# More foreign workers held hostage



## aykalam (Apr 12, 2010)

Striking workers at the Ain Sokhna Cleopatra Ceramics factory in Egypt’s Suez governorate are holding seven Italian consultants hostage, Al-Ahram’s Arabic-language news portal reported on Sunday.

Striking ceramics workers hold Italian consultants hostage - Economy - Business - Ahram Online


----------



## MaidenScotland (Jun 6, 2009)

Is the chap who owns Cleopatra still in the country?
He lives on the same street as me but of course his sits on its own grounds and since the revolution I can no longer look through the railings as they have been covered in.

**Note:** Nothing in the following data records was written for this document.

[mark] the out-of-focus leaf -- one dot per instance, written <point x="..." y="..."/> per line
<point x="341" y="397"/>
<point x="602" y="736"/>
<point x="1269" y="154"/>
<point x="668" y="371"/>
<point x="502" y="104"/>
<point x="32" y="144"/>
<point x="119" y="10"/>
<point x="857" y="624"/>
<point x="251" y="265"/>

When I was involved with the orphanage we had been promised end of line, damage bathroom fitments for free until they found out it was a Coptic orphanage.. we were told, We don't give to Copts, now I don't know if that came from the top or just a bigot with a bit of power but of course I will not use their products if I am ever buying ceramics.


----------



## MaidenScotland (Jun 6, 2009)

sorry:focus:


----------



## Sonrisa (Sep 2, 2010)

I hope this kidnapping of foreigners thing doesn't become the latest trend.


----------



## aykalam (Apr 12, 2010)

Apparently they are holding hostage eight Italian and two Spanish experts. 

Cleopatra Ceramics factory workers striking for third day - Economy - Business - Ahram Online


----------



## aykalam (Apr 12, 2010)

Two Spanish technicians taken hostage last weekend by striking workers at a Egyptian ceramics factory have been released, sources at Spain’s embassy in Cairo told Efe on Thursday. 

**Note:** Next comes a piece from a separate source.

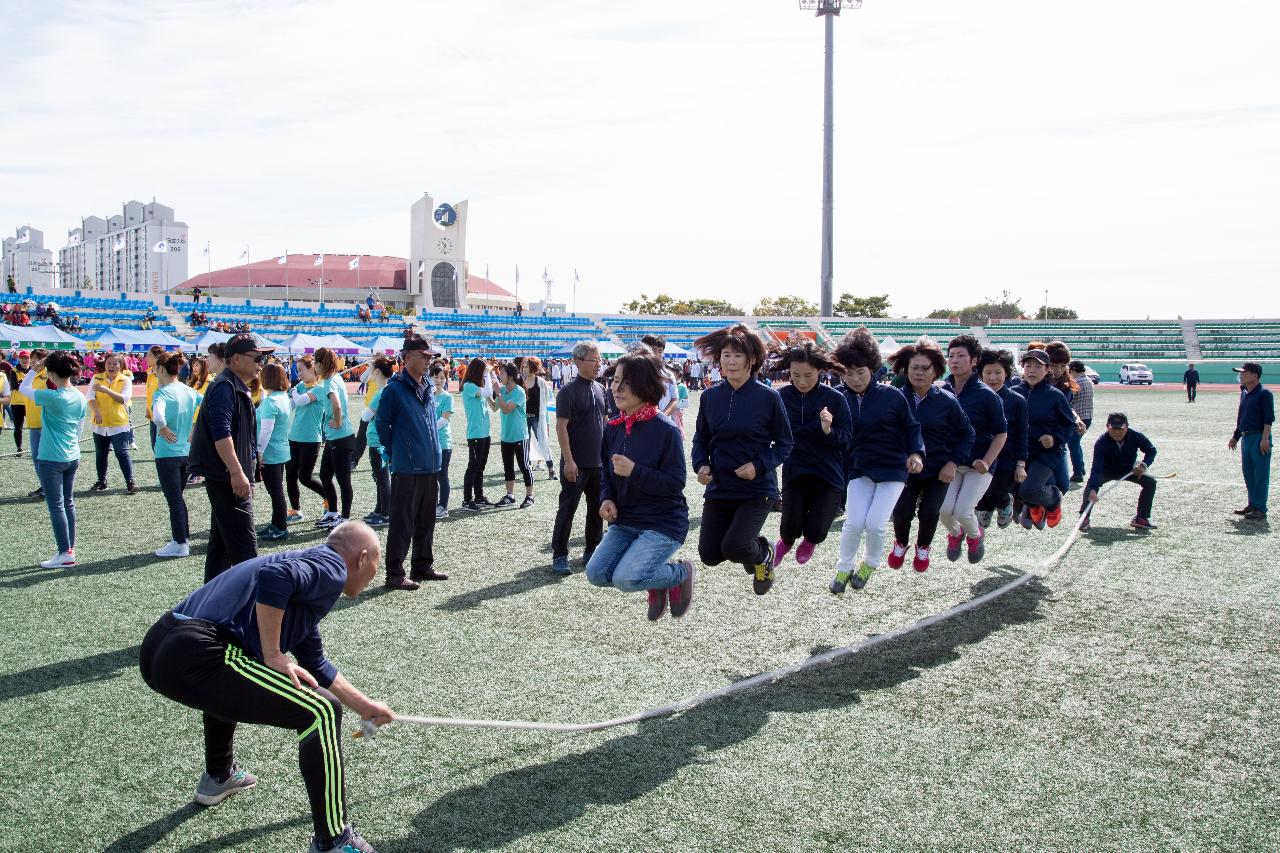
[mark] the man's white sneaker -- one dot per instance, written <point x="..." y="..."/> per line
<point x="174" y="550"/>
<point x="60" y="560"/>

Latin American Herald Tribune - Spaniards Held Captive in Egypt Released


----------



## aykalam (Apr 12, 2010)

The eight Italian consultants from the major Egyptian ceramics group, Cleopatra, who were being held in the Ain Sokha factory, were freed this morning at 04:30 local time.

Egypt: 8 Italian consultants freed - Egypt - ANSAMed.it


----------